It’s hard enough for parents who are suddenly in charge of their kid’s education at home. Even harder when that education is in a language they don’t necessarily speak.
St. Louis Post-Dispatch
Millions of parents started new jobs last month — as substitute teachers.
When schools shut down in mid-March to help prevent the spread of the coronavirus, parents were thrust into homeschooling and teachers became online instructors overnight.
School leaders scrambled to figure out how to educate students entirely outside of classrooms.
“As a school you want to be a community anchor, and it’s hard to do that when everybody’s spread out,” said Meghan Hill, executive director of the St. Louis Language Immersion School. “But it’s bringing people together in a different way.”
A major obstacle for some is technology.
Districts including St. Louis Public Schools have surveyed families about their technology needs and started passing out tablets and laptops to students. About 14% of children nationwide lack internet access at home, according to the U.S. Department of Education.

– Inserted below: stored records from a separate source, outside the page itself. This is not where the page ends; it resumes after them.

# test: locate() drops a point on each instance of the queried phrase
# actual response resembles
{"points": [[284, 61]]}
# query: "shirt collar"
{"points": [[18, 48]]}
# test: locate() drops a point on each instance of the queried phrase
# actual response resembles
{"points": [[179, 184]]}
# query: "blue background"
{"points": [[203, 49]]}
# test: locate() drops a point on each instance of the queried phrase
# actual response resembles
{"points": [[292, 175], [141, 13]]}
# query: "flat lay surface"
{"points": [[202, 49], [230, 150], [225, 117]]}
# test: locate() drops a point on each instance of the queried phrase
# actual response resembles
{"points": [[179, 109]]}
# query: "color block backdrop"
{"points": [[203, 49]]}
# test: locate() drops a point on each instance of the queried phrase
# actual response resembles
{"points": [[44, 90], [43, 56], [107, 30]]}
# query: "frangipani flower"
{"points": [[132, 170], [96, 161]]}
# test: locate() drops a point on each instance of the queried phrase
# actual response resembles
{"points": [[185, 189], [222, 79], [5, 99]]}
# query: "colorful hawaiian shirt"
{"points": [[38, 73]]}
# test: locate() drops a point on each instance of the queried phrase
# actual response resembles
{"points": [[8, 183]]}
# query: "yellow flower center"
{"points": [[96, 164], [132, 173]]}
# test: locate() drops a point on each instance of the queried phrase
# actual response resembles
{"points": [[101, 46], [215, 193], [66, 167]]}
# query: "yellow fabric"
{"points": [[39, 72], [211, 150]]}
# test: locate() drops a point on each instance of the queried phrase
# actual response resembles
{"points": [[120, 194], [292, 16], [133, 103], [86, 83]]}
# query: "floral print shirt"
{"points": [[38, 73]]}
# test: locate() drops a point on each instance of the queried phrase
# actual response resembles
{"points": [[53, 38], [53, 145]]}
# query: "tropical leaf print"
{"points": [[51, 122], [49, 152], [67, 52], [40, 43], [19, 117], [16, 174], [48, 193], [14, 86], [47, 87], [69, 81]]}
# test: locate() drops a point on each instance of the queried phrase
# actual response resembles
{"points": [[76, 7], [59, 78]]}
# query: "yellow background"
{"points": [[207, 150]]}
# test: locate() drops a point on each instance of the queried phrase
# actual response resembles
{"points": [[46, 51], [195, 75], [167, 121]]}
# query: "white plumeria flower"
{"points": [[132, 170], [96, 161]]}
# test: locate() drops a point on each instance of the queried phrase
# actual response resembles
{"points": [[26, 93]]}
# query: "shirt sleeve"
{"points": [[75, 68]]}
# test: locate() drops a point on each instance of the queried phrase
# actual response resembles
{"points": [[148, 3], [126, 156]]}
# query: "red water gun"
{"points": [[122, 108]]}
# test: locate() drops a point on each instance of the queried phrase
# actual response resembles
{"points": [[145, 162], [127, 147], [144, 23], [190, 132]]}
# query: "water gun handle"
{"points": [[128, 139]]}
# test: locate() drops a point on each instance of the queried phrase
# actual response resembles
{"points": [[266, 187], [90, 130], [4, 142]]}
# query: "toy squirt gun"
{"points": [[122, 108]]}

In St. Louis, 22% of families lack internet service. Some districts have outfitted school buses with Wi-Fi hot spots and sent them into neighborhoods, or told families they can use schools’ Wi-Fi connections from their parking lots.
The same teaching strategies that work in the brick-and-mortar classroom can work online, said Keeta Holmes, director of the Center for Teaching and Learning at University of Missouri-St. Louis. Create a safe space where students feel comfortable and like they aren’t a guest. Let them show off their family pets or favorite toys, she said.